I don't think the world needs more words. It needs better rhythm.

There's another irony here: we trained machines on our most careful writing, and they learned to echo it flawlessly. So now we flee from the very precision that taught them to sound human. We drop punctuation to prove we're real.

We've built a strange loop: authenticity through imperfection, imperfection through imitation, imitation through data scraped from perfection. If that sounds confusing — that's because it is.

And now the next generation of AI is training on this deliberately broken communication — learning that fragments equal authenticity, that typos signal urgency, that confusion demonstrates humanity. We're creating systems that will learn to mimic our performance of casualness, then we'll need to find new ways to prove we're not them.

The loop keeps tightening. Somewhere along the way, we decided that caring about how we communicate became incompatible with caring about what we communicate. Grammar became gatekeeping. Punctuation became pretension. The typo became proof of urgency, the fragment evidence of passion. We started performing casualness as its own kind of authenticity.

But there's something hollow about deliberately breaking grammar to seem real. It's become its own code, its own performance. The fear seems to be that if we communicate too clearly, too precisely, we'll be seen as cold or calculating, artificial. So we choose confusion over connection, mistaking rushed communication for genuine emotion.

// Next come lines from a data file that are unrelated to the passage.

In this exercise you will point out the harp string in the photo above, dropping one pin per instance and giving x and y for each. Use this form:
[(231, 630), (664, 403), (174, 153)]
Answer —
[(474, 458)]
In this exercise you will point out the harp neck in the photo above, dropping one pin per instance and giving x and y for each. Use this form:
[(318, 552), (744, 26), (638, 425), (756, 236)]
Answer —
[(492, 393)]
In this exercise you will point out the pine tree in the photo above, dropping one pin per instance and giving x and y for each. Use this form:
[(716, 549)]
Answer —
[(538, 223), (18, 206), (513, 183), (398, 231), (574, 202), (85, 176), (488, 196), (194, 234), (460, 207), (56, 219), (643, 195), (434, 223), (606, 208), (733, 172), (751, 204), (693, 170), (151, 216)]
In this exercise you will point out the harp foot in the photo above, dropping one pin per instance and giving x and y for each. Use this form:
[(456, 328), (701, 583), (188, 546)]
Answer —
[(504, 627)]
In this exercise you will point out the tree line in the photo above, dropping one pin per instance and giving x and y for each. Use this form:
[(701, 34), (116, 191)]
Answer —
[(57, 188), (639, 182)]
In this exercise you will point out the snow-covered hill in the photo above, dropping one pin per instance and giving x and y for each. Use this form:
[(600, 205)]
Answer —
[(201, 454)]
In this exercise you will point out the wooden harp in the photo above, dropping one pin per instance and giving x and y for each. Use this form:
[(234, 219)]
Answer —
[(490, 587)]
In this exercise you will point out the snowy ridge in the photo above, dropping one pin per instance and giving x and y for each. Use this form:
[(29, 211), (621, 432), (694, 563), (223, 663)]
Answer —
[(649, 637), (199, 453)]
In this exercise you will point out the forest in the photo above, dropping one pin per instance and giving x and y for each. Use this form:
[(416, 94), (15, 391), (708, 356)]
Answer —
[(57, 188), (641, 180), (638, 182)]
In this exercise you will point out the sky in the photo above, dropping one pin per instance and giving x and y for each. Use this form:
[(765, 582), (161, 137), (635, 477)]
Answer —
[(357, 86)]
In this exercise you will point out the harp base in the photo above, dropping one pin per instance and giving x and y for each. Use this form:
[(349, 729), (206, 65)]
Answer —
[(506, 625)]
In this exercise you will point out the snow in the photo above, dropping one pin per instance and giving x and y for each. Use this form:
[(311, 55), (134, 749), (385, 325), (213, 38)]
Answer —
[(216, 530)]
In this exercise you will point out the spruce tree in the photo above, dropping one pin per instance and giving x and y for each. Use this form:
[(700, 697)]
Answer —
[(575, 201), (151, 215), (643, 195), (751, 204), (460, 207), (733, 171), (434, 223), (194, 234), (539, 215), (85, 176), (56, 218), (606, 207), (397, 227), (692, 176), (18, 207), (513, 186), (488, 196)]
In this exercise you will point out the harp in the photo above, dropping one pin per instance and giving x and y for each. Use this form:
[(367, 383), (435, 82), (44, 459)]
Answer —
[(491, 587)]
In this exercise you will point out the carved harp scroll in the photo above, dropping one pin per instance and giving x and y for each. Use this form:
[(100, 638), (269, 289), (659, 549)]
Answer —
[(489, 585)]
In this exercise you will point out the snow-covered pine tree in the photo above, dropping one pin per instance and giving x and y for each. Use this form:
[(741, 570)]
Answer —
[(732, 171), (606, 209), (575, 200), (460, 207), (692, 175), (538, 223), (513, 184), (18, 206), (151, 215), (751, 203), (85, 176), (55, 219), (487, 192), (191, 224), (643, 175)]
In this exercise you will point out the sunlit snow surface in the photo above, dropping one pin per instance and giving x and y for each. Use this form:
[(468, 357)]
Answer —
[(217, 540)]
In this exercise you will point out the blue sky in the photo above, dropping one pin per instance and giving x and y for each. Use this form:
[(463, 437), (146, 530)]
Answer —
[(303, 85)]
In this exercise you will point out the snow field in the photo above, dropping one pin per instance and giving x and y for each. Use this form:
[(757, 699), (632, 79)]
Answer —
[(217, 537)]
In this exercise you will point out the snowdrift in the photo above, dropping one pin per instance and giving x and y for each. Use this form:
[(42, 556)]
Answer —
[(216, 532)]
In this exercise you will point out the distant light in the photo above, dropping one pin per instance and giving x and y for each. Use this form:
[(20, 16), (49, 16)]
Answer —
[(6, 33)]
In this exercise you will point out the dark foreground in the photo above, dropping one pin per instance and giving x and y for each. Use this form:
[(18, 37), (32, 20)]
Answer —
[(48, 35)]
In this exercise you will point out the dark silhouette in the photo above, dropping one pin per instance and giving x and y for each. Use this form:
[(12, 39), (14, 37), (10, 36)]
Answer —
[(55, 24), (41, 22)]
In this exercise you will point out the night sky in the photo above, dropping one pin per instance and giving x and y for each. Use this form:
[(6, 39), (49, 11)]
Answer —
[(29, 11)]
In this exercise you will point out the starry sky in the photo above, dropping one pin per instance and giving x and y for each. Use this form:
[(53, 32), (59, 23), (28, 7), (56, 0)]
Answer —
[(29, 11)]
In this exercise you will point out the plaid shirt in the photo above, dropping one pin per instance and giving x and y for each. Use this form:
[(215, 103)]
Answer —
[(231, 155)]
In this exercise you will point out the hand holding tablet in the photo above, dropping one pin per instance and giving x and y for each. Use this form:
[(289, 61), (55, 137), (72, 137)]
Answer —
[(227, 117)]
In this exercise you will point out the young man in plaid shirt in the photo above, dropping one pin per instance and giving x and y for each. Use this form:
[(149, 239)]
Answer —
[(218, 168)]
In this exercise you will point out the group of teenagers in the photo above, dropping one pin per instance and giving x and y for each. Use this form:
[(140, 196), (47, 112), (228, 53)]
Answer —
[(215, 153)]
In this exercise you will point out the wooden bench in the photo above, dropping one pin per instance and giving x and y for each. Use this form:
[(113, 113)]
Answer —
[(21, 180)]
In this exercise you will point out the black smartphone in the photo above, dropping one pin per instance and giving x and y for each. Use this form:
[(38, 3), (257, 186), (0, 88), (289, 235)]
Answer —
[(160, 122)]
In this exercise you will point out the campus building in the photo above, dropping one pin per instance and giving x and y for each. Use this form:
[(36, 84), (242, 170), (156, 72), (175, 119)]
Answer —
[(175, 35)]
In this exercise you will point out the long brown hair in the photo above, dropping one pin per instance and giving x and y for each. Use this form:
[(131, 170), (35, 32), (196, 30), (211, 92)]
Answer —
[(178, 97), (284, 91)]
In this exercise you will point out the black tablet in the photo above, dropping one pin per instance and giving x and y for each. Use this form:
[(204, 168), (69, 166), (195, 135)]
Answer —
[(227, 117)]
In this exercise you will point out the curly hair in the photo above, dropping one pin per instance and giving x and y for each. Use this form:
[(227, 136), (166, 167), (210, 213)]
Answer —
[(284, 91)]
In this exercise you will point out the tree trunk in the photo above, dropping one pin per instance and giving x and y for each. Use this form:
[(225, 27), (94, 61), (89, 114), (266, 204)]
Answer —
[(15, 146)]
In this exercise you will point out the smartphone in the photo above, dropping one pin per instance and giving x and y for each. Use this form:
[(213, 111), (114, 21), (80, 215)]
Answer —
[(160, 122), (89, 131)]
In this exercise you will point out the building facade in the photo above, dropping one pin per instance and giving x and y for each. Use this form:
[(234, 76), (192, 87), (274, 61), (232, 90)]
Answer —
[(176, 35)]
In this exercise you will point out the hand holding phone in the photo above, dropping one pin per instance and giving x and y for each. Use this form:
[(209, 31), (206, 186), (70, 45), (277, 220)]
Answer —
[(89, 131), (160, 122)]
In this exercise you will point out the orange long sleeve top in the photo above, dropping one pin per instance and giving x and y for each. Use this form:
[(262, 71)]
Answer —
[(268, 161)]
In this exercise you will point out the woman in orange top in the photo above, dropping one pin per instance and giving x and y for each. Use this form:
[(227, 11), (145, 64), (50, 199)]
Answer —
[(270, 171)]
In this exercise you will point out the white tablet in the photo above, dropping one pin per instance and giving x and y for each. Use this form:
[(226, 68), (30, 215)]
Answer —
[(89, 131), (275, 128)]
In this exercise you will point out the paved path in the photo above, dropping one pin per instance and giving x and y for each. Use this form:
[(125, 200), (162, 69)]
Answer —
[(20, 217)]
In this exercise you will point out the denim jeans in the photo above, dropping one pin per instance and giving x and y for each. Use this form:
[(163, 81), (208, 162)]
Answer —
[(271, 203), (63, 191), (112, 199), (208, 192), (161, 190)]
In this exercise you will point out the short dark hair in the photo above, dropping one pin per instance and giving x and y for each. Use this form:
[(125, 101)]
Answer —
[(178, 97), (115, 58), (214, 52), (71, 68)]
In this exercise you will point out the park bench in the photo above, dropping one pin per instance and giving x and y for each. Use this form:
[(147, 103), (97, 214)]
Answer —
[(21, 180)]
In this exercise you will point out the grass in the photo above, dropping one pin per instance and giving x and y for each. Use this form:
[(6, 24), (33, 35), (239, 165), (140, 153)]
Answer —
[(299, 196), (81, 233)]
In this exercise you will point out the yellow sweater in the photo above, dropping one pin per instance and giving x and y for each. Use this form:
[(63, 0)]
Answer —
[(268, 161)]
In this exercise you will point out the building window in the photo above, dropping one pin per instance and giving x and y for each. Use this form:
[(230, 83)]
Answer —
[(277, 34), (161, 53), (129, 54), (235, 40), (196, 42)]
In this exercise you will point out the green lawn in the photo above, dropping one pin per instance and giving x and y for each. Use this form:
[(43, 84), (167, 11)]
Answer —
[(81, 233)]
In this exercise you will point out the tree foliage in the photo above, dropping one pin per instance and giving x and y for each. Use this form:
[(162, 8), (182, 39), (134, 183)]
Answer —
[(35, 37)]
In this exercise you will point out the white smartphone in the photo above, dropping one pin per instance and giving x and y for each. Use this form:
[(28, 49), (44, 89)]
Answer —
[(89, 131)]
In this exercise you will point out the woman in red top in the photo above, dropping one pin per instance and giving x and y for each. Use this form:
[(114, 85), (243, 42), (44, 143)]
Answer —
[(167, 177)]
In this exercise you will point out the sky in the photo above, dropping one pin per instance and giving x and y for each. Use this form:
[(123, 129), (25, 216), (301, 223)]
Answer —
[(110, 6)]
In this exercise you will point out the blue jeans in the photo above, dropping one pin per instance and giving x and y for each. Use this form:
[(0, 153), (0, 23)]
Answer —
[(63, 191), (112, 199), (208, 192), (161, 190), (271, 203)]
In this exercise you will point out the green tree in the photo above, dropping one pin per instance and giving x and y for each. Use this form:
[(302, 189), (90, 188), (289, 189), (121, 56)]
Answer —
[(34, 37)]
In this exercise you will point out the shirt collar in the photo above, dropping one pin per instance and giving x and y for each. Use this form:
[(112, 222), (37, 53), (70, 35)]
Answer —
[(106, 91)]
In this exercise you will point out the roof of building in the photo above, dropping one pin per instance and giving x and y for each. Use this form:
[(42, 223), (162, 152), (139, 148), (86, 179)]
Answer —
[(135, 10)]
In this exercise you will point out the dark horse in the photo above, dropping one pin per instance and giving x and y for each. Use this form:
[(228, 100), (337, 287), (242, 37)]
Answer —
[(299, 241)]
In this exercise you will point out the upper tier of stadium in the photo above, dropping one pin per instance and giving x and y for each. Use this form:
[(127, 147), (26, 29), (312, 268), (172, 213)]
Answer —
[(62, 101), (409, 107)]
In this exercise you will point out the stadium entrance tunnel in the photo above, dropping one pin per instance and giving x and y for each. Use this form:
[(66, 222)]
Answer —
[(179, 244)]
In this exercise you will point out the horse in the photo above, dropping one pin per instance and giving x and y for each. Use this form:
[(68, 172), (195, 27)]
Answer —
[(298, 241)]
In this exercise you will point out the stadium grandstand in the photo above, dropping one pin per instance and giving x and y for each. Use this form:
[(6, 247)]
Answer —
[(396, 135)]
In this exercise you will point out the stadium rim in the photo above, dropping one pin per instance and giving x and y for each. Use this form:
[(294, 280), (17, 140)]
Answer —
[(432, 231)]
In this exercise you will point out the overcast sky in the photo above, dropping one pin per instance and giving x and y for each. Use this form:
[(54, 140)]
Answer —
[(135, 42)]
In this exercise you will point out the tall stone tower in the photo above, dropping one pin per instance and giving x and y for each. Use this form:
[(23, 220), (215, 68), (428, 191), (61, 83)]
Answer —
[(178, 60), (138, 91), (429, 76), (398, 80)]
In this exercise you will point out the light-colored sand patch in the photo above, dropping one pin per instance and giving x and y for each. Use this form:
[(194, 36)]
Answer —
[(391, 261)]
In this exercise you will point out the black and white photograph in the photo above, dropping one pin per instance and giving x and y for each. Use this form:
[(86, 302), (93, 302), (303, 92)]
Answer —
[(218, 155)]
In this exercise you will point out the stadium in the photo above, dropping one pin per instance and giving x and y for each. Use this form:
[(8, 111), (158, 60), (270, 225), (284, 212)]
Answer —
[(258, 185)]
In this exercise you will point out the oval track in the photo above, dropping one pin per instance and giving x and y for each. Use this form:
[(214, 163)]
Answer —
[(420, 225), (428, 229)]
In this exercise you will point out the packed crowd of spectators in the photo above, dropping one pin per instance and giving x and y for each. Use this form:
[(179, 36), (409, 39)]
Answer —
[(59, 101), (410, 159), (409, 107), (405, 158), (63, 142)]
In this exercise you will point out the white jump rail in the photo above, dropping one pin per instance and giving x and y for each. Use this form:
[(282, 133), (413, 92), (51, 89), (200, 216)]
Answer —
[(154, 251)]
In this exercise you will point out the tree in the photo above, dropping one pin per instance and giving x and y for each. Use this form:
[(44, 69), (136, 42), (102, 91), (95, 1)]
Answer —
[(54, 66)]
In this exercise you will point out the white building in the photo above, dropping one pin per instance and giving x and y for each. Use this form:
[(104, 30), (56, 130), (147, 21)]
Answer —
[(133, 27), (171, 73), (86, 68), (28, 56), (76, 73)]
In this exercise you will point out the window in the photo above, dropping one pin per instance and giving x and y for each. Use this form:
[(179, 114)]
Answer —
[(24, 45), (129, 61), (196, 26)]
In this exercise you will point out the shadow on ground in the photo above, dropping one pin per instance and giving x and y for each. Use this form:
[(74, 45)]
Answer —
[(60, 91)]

Maybe the way out isn't to abandon structure, but to remember why we built it in the first place. Structure wasn't control — it was care. The sentence, like a bridge, holds because someone took time to balance weight and distance. Remove that care, and the bridge still stands — until it doesn't.

The em dash doesn't make writing robotic. It makes it attentive. And attention feels like the most human thing we have left. So I've decided to reclaim it, and I'll keep using it. Not because it's proper, but because it reminds me to pause — to respect the reader, the rhythm, the moment. To let the next thought arrive instead of chasing it.

I have spent my life constantly attempting to clarify meaning, to be as specific as possible when translating internal thought into external communication. Punctuation can be viewed as a way of practicing mindfulness when that effort is applied to writing — the conscious choice to pause, to breathe, to let the reader follow your thinking in their own way.

I believe leadership could learn from it. In a world that rewards reaction, the quiet act of pausing — even briefly — becomes radical.

When everyone is trying to sound spontaneous, I'll take deliberate. When everyone is typing faster, I'll slow down. When everyone rushes to hit send, I'll wait for the em dash — and whatever clarity comes after.


This reflection is dedicated to my ride or die padawan, who suggested a disclaimer of this sort for the site. Why disclaim when you can resonate?

Silvaris. Strength in quiet. Quiet as revolution.